David Allen
- Allen in 1962

Personal information
- Full name: David Arthur Allen
- Born: 29 October 1935 Horfield, Bristol, England
- Died: 24 May 2014 (aged 78) Thornbury, Gloucestershire, England
- Batting: Right-handed
- Bowling: Right arm off-break

International information
- National side: England;
- Test debut: 6 January 1960 v West Indies
- Last Test: 4 June 1966 v West Indies

Career statistics
| Competition | Tests | First-class |
| Matches | 39 | 456 |
| Runs scored | 918 | 9,291 |
| Batting average | 25.50 | 18.80 |
| 100s/50s | 0/5 | 1/29 |
| Top score | 88 | 121* |
| Balls bowled | 11,297 | 77,619 |
| Wickets | 122 | 1,209 |
| Bowling average | 30.97 | 23.64 |
| 5 wickets in innings | 4 | 56 |
| 10 wickets in match | 0 | 8 |
| Best bowling | 5/30 | 8/34 |
| Catches/stumpings | 10/– | 252/– |
- Source: CricInfo, 28 February 2019

= David Allen (cricketer) =

English cricketer (1935–2014)

David Arthur Allen (29 October 1935 – 24 May 2014) was an English cricketer who played first-class cricket for Gloucestershire between 1953 and 1972. He also played 39 Test matches for England between 1960 and 1966.

==Life and career==
A right-arm off-break bowler, using a very short run, Allen was first selected for England in 1959 and in 1960 was selected as the Cricket Writers' Club Young Cricketer of the Year. Allen toured all the then-current Test-playing nations. He was a decent bat, his Test average higher than the all-rounders Fred Titmus and Ray Illingworth, and in the 1963 Lord's Test against the West Indies, he notably played out the final two balls of Wes Hall's last over for a draw. Allen had protected Colin Cowdrey at the other end, who was pressed in to bat with his broken arm in plaster. In the 1965–66 Ashes series Allen made 50 not out in the Third Test at Sydney, adding 93 for the last two wickets, and took 2/42 and 4/47 as England won by an innings and 93 runs.

Allen was also famous for being taken off against Australia. In the decisive Fourth Test at Old Trafford in 1961 he took three quick wickets to have Australia nine wickets down, but Alan Davidson hit him for 20 runs in an over and Peter May took him off. Davidson and Graham McKenzie added 98 for the last wicket and Australia won by 54 runs. Nevertheless, in six winters, Allen completed the set of playing against all the other Test playing nations of the time. In India and Pakistan in 1961–62, he bowled 482 overs in the eight Test matches alone.

Allen came close to developing into an all-rounder on the level of his contemporary Fred Titmus. Playing fairly regularly for England throughout the first half of the 1960s, after 1966 he found it increasingly difficult to score enough runs or get enough bowling at county level as trends changed.

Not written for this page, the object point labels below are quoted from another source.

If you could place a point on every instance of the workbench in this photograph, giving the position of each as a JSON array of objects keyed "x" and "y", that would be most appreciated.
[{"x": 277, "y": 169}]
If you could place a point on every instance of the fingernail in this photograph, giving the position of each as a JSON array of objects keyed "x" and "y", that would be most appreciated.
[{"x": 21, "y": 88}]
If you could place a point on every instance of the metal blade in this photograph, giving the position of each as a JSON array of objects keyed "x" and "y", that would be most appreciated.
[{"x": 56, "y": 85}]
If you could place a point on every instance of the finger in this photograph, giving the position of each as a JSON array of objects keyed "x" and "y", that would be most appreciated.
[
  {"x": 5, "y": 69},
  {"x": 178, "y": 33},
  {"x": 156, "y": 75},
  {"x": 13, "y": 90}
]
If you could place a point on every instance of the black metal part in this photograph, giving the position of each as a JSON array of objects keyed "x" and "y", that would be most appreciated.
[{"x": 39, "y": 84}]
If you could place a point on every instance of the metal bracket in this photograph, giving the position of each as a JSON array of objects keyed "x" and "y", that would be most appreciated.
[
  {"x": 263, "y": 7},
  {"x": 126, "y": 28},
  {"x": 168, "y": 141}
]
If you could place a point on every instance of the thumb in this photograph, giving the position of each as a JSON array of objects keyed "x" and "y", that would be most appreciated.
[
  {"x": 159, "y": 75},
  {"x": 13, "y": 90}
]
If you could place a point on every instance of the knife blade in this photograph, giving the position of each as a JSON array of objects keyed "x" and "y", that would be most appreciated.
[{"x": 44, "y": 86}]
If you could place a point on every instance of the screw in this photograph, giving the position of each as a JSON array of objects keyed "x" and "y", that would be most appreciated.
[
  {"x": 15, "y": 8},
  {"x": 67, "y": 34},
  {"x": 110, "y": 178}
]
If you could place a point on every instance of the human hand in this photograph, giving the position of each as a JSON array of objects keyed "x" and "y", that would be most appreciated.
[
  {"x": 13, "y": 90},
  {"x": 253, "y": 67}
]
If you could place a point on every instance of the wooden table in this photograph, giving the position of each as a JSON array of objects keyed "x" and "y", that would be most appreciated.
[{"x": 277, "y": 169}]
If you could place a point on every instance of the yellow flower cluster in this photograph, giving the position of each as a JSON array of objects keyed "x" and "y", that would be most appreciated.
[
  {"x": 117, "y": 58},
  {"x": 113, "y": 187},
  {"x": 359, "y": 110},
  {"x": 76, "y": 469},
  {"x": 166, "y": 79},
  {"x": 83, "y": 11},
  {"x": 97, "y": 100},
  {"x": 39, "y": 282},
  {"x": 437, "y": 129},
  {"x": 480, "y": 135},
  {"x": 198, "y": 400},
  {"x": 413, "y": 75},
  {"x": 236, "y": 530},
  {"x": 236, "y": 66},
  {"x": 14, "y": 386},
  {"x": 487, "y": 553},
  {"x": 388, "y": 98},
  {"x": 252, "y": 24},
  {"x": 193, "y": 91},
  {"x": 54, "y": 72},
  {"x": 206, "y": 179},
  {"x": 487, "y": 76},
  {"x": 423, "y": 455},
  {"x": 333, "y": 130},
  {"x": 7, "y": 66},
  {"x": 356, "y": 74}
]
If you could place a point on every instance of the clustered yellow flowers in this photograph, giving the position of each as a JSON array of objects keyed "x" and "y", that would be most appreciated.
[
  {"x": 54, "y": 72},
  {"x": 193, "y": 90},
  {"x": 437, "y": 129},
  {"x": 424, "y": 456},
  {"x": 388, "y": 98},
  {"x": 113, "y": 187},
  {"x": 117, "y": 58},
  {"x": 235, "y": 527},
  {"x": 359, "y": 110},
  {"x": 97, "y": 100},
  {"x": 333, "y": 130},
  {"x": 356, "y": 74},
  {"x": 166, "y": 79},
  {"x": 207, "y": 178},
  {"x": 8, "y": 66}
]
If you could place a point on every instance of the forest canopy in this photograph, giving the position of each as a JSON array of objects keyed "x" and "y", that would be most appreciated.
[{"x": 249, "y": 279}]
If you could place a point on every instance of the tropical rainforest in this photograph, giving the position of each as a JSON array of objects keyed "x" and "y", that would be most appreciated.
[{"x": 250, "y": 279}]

Gloucestershire used three spin bowlers from the 1950s onwards but by the end of the 1960s Mike Bissex and Allen were effectively doing the work of one bowler. Though Bissex lost form, the advent of Sadiq Mohammad, a useful leg spinner, saw Allen fade away from the county side in 1972. Cricket commentator Colin Bateman noted that "towards the end of his 20 summers at Bristol his relationship with skipper Tony Brown, with whom he had grown up on a cricket field, became strained. Allen even found himself left out of his own benefit match".

After he retired from cricket, Allen worked as an area manager for the Bristol wine merchants Harveys and then for Allied Domecq. He was a member of the Gloucestershire County Cricket Club committee, and was elected club president in 2011. He died in May 2014, survived by his wife Joyce and their son and daughter.